By Jeremy Pelofsky
WASHINGTON (Reuters) - President Barack Obama's nominee for deputy attorney general on Tuesday faced Republican ire for how the administration has been handling terrorism prosecutions and giving suspects U.S. legal rights.
The Senate Judiciary Committee reviewed the nomination of James Cole, 58, to be deputy attorney general at a crucial time as the administration reconsiders how to prosecute the accused plotters of the September 11, 2001, attacks and it investigates the BP oil spill in the Gulf of Mexico.
Cole tried to fend off Republican questions about the use of military commissions for terrorism suspects and when they should be given legal rights such as the ability to remain silent under questioning and be given a defense lawyer.
Senator Jeff Sessions, the committee's top Republican, seized on an opinion piece Cole wrote in 2002 that raised concerns about the Bush administration's handling of the prosecution of terrorism suspects.

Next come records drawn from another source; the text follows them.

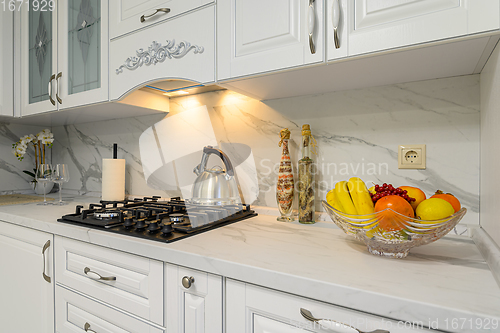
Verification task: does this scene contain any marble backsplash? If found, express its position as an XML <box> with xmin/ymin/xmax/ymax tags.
<box><xmin>0</xmin><ymin>75</ymin><xmax>480</xmax><ymax>224</ymax></box>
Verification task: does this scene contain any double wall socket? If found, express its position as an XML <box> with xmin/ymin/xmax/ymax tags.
<box><xmin>398</xmin><ymin>145</ymin><xmax>425</xmax><ymax>169</ymax></box>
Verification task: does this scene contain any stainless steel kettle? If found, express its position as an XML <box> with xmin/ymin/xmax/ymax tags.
<box><xmin>191</xmin><ymin>146</ymin><xmax>241</xmax><ymax>206</ymax></box>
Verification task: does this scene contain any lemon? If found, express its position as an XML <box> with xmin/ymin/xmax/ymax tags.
<box><xmin>415</xmin><ymin>198</ymin><xmax>455</xmax><ymax>221</ymax></box>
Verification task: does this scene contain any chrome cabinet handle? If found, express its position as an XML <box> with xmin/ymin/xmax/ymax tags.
<box><xmin>48</xmin><ymin>74</ymin><xmax>56</xmax><ymax>105</ymax></box>
<box><xmin>42</xmin><ymin>239</ymin><xmax>50</xmax><ymax>283</ymax></box>
<box><xmin>56</xmin><ymin>72</ymin><xmax>62</xmax><ymax>104</ymax></box>
<box><xmin>141</xmin><ymin>8</ymin><xmax>170</xmax><ymax>23</ymax></box>
<box><xmin>300</xmin><ymin>308</ymin><xmax>391</xmax><ymax>333</ymax></box>
<box><xmin>182</xmin><ymin>276</ymin><xmax>194</xmax><ymax>289</ymax></box>
<box><xmin>83</xmin><ymin>323</ymin><xmax>97</xmax><ymax>333</ymax></box>
<box><xmin>83</xmin><ymin>267</ymin><xmax>116</xmax><ymax>281</ymax></box>
<box><xmin>307</xmin><ymin>0</ymin><xmax>316</xmax><ymax>54</ymax></box>
<box><xmin>332</xmin><ymin>0</ymin><xmax>340</xmax><ymax>49</ymax></box>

"It was a position directly critical of the concept of military commissions," Sessions told Cole. "Now are you saying that you left something out you'd like to put in that op-ed, and that if you draw up a good military commission, you don't think it undermines the Constitution of the United States?"
Cole said there were constitutional questions about the initial military commissions that were set up and ultimately struck down by the Supreme Court. He said they have since been improved and can be used.
Cole repeated the administration's support for using both military and criminal trials for prosecuting terrorism suspects. "We need all of the tools," he told lawmakers.
Attorney General Eric Holder's plan to prosecute the plotters of the September 11 attacks in a criminal court in the heart of Manhattan was sidelined after bipartisan concerns emerged about security and whether they should be tried in special military courts instead.
The White House put that effort on hold while officials re-evaluate whether it was the right venue and location for the trials but they have not set a deadline for a decision.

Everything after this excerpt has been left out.